La colección se abre con “El pelo de la virgen”, cuento que remite a “Elefantes”, tal vez el mejor relato del libro anterior de Falco, La hora de los monos (2010). En los dos se reproducen el escenario escolar, la atmósfera de extrañeza y el despertar sexual como temática, aunque con algunas modificaciones. Donde antes estaba el chico del circo ahora hay una chica rapada, y donde antes había un elefante moribundo ahora aparece una estatuilla religiosa que esconde pelo humano. Es un comienzo muy poderoso, y los once relatos que lo siguen mantienen esa intensidad solapada. En todos ellos la narración simula dejarse llevar por aguas tranquilas, simples, para dar entrada a súbitos raptos de violencia. Un ave exótica se prende fuego en una jaula. Un hotel se prende fuego. Un auto en medio de la ruta explota y se prende fuego. La insistencia en la combustión enfatiza el sentido del título del libro (que también tiene cuento propio): la violencia obligatoriamente irrumpe, estalla. La quietud no es más que un incendio dormido.
Son cuentos apretados, muy breves. La única excepción es “Pinar”, donde Falco se toma su tiempo para demostrar que lo primero que se necesita para subvertir un género es conocerlo. Este relato avanza sobre la premisa de un cuento de terror (una cabaña aislada, un grupo de amigos, la posibilidad de un acceso de locura), mientras al mismo tiempo se va tejiendo una historia subterránea que recién emerge en las páginas finales.
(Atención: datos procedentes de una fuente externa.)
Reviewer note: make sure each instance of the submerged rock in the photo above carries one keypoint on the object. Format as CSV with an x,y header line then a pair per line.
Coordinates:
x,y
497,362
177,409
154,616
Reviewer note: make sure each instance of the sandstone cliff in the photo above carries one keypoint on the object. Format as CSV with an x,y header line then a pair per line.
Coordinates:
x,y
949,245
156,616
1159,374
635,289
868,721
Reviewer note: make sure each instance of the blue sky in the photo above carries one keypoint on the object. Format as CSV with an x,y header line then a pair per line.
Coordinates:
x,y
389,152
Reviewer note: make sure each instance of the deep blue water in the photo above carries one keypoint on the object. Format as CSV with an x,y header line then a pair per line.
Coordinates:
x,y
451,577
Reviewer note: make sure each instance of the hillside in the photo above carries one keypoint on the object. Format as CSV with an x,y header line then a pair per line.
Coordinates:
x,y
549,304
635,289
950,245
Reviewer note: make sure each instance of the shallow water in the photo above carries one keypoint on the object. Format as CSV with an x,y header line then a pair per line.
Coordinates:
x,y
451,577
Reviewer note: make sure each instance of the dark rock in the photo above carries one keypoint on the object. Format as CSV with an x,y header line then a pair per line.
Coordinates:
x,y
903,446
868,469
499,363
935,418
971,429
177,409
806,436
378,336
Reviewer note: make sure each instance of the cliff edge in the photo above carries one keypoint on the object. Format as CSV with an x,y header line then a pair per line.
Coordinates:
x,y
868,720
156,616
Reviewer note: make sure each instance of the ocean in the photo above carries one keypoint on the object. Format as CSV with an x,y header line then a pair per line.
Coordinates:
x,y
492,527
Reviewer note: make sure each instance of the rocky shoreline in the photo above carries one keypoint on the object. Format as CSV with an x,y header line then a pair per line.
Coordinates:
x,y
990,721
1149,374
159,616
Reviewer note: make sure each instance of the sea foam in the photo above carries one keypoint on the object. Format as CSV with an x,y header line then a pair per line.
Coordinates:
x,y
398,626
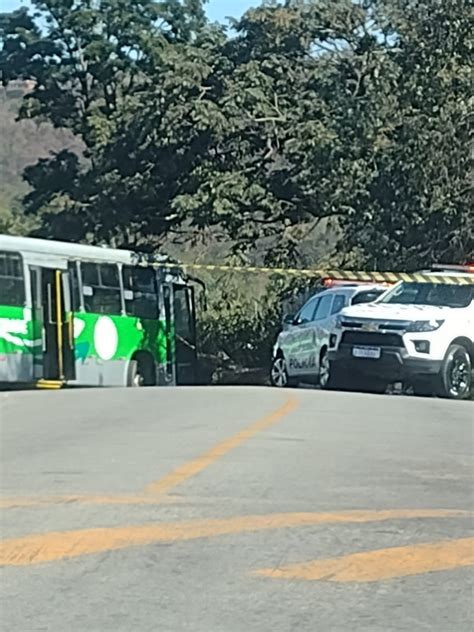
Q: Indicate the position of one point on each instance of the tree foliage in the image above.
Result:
(354, 111)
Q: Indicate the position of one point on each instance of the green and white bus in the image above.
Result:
(89, 316)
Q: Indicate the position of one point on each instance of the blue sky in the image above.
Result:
(217, 9)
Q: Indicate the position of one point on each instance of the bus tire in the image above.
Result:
(142, 371)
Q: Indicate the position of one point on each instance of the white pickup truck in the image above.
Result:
(419, 333)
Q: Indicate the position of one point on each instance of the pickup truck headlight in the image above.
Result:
(424, 325)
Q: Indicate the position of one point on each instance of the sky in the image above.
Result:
(217, 9)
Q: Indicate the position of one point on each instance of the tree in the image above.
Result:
(93, 68)
(355, 112)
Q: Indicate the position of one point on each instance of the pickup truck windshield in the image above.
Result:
(435, 294)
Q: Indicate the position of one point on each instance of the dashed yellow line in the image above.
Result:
(384, 564)
(53, 547)
(194, 467)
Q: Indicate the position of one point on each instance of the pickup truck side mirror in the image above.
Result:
(289, 320)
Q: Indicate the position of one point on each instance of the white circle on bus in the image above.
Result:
(105, 338)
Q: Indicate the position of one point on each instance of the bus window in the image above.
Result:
(141, 292)
(101, 288)
(12, 283)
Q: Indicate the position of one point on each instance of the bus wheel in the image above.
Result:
(142, 372)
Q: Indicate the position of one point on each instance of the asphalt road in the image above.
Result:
(235, 510)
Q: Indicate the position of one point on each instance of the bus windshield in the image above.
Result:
(434, 294)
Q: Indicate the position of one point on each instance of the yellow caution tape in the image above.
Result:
(340, 275)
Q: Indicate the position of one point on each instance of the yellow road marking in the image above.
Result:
(383, 564)
(194, 467)
(50, 547)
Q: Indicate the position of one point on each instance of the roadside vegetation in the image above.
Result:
(307, 132)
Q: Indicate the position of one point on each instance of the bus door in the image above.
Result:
(167, 314)
(52, 316)
(185, 334)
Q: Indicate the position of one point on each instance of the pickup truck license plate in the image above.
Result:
(367, 352)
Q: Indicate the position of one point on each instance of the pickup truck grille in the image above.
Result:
(371, 339)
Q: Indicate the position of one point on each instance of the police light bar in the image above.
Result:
(466, 268)
(328, 283)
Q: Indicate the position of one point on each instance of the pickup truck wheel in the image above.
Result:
(279, 373)
(456, 374)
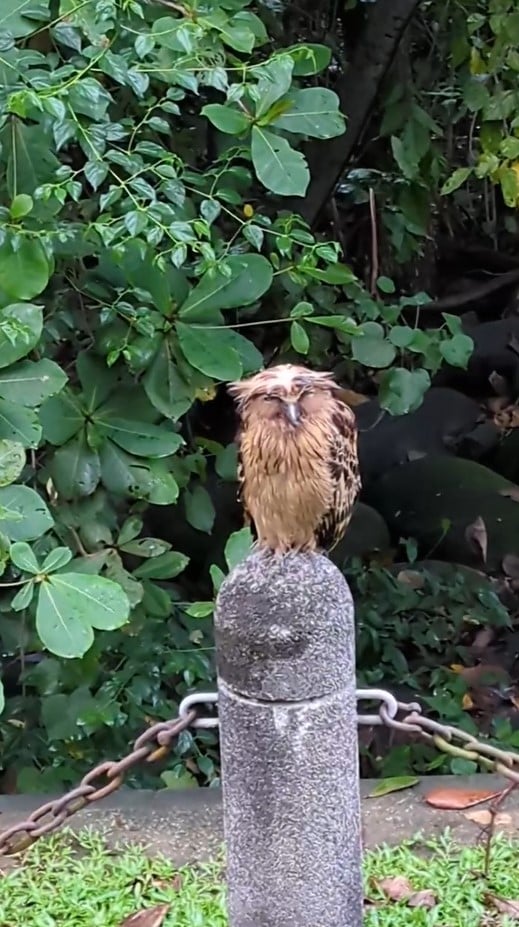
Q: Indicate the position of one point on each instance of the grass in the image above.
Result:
(76, 881)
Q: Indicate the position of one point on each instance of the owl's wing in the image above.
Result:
(343, 468)
(247, 518)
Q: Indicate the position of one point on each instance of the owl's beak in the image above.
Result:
(293, 412)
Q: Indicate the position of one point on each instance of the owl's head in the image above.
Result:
(286, 395)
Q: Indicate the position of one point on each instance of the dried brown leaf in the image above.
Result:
(484, 818)
(411, 578)
(423, 899)
(150, 917)
(454, 799)
(476, 535)
(397, 888)
(507, 906)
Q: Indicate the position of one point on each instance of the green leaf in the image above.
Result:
(310, 59)
(209, 351)
(21, 206)
(313, 111)
(165, 566)
(19, 424)
(371, 348)
(23, 597)
(238, 547)
(249, 277)
(24, 515)
(75, 468)
(199, 509)
(56, 559)
(457, 179)
(141, 438)
(61, 418)
(393, 784)
(299, 338)
(279, 167)
(457, 350)
(141, 479)
(200, 609)
(21, 326)
(164, 386)
(12, 461)
(23, 557)
(402, 391)
(71, 604)
(227, 119)
(24, 273)
(30, 382)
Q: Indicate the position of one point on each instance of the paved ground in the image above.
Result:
(187, 826)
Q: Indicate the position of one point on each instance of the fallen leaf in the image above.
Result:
(484, 817)
(397, 888)
(510, 566)
(393, 784)
(150, 917)
(411, 578)
(454, 799)
(423, 899)
(476, 535)
(506, 906)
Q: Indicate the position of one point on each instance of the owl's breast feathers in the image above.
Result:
(298, 486)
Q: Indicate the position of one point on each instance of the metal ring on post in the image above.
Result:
(195, 699)
(389, 701)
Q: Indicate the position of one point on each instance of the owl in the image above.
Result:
(297, 458)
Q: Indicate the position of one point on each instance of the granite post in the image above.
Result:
(288, 736)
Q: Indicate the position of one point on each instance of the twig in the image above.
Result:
(374, 242)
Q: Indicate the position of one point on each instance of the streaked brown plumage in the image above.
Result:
(298, 465)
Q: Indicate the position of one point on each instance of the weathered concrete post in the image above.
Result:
(287, 708)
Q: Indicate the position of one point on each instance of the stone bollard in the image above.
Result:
(288, 736)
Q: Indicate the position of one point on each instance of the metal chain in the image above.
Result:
(154, 745)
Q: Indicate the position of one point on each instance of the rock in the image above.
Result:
(454, 508)
(444, 418)
(367, 532)
(492, 352)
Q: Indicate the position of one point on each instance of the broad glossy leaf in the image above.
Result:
(71, 604)
(75, 468)
(141, 438)
(164, 386)
(97, 380)
(19, 424)
(250, 276)
(142, 479)
(56, 559)
(228, 119)
(313, 111)
(24, 273)
(402, 391)
(61, 418)
(23, 557)
(278, 166)
(12, 461)
(165, 566)
(210, 351)
(20, 330)
(24, 515)
(239, 546)
(30, 382)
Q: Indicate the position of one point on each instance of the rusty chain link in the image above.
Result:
(155, 742)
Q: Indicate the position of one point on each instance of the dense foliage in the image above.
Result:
(146, 257)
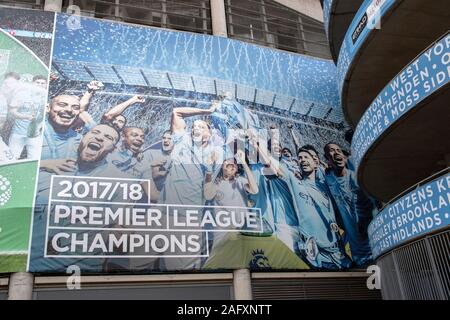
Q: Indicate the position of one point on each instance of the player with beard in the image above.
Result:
(91, 160)
(320, 241)
(113, 117)
(192, 156)
(355, 209)
(125, 158)
(27, 109)
(192, 153)
(159, 160)
(230, 188)
(60, 143)
(274, 193)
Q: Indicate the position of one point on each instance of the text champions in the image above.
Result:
(106, 230)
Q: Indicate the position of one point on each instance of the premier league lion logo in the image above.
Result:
(259, 261)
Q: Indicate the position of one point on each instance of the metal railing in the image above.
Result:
(419, 270)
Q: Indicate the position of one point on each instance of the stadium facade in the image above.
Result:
(364, 81)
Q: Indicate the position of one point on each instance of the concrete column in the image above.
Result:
(53, 5)
(20, 286)
(218, 18)
(242, 284)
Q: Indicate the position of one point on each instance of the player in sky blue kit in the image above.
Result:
(192, 156)
(320, 242)
(126, 157)
(27, 109)
(277, 191)
(113, 117)
(156, 161)
(355, 209)
(92, 154)
(60, 143)
(230, 188)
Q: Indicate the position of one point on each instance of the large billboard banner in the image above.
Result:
(25, 50)
(170, 151)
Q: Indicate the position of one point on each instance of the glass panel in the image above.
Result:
(272, 24)
(188, 15)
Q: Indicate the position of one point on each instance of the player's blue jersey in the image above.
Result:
(355, 211)
(281, 198)
(57, 145)
(261, 199)
(187, 167)
(318, 229)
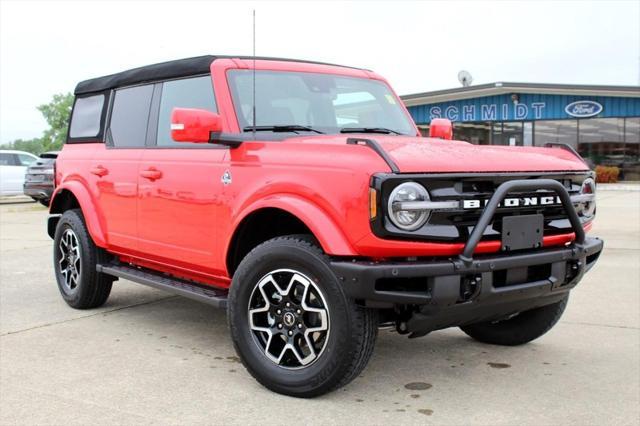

Queda para el final la cuestión del regionalismo, un aspecto del análisis que sólo puede ser relevante a los ojos de un lector porteño un tanto ombliguista. Falco es cordobés y escribe sobre Cabrera, su pueblo. Las luces capitalinas, como ocurre en el cuento “Ada”, son parte de un mundo que no importa, o que a lo sumo importa subsidiariamente. Como los cuentos de Faulkner, de Payró, de Rulfo y de Sherwood Anderson, los de Falco se montan sobre la certeza de que las historias de pago chico en realidad no tienen tamaño. La narración las amplifica, las carga de símbolos universales y así, sin brusquedad, por puro influjo de la palabra, Cabrera termina pareciéndose mucho al mundo entero.
Federico Falco, 222 patitos y otros cuentos, Eterna Cadencia, 2014, 160 págs.